‘Mormon Land’: Did Joseph Smith use a ‘seer stone’ or other ‘interpreters’ to translate the Book of Mormon?

New volume maintains the traditional story about a “urim and thummim” is the more plausible theory.

(The Church of Jesus Christ of Latter-day Saints) An actor portraying the Prophet Joseph Smith in the church's 2005 movie, "Joseph Smith: The Prophet of the Restoration" examines gold plates containing the Book of Mormon.

The question of just how church founder Joseph Smith produced the faith’s signature scripture, the Book of Mormon, continues to be debated.

Did Smith “translate” the Reformed Egyptian writing from gold plates or did he invent the story of a Hebrew civilization living in the ancient Americas who welcomed Jesus Christ after his crucifixion in Jerusalem?

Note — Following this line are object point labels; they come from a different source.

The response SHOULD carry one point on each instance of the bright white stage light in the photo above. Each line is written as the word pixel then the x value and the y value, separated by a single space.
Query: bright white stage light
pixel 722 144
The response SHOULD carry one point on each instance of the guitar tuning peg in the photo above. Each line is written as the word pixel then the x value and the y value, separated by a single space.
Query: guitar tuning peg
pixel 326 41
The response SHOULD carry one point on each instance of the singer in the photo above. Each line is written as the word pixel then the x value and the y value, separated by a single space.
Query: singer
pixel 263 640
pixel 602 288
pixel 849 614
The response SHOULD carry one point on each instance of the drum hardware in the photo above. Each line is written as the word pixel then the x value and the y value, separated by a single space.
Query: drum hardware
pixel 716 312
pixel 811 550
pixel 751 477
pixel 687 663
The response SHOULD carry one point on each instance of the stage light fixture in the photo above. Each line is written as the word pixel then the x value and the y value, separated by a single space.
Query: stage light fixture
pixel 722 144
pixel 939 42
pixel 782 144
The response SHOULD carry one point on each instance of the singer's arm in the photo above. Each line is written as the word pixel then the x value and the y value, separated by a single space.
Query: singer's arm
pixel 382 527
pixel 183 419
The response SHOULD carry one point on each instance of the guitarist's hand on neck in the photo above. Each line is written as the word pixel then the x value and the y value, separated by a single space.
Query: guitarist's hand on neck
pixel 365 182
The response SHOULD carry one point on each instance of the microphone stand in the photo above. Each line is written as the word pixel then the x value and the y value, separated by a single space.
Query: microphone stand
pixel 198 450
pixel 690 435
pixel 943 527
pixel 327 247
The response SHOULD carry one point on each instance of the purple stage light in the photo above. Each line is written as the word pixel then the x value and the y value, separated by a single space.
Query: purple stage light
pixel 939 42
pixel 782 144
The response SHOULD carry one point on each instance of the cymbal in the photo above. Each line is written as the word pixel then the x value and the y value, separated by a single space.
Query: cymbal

In recent years, the scholarly consensus in The Church of Jesus Christ of Latter-day Saints seems to be that Smith produced most of the text using a “seer stone” in a hat, where words somehow appeared on the revelatory rock, without really referring to the plates.

(Rick Bowmer AP) A picture of a smooth, brown, egg-size rock is shown in the printer's manuscript of the Book of Mormon after a news conference in 2015, at The Church of Jesus Christ of Latter-day Saints Church History Library, in Salt Lake City. The church published photos of a small sacred stone it believes founder Joseph Smith used to help translate its signature scripture.

In a forthcoming book, titled “By Means of the Urim and Thummim: Restoring Translation to the Restoration,” authors James Lucas and Jonathan Neville argue that the evidence for the seer stone is “inconsistent and unreliable.” Instead, they believe the traditional theory that Smith used “interpreters” called the urim and thummim, which the first Latter-day Saint prophet described as “two transparent stones set in the rim of a bow fastened to a breastplate.”

On this week’s show, Lucas discusses why he and his co-writer believe their theory is correct.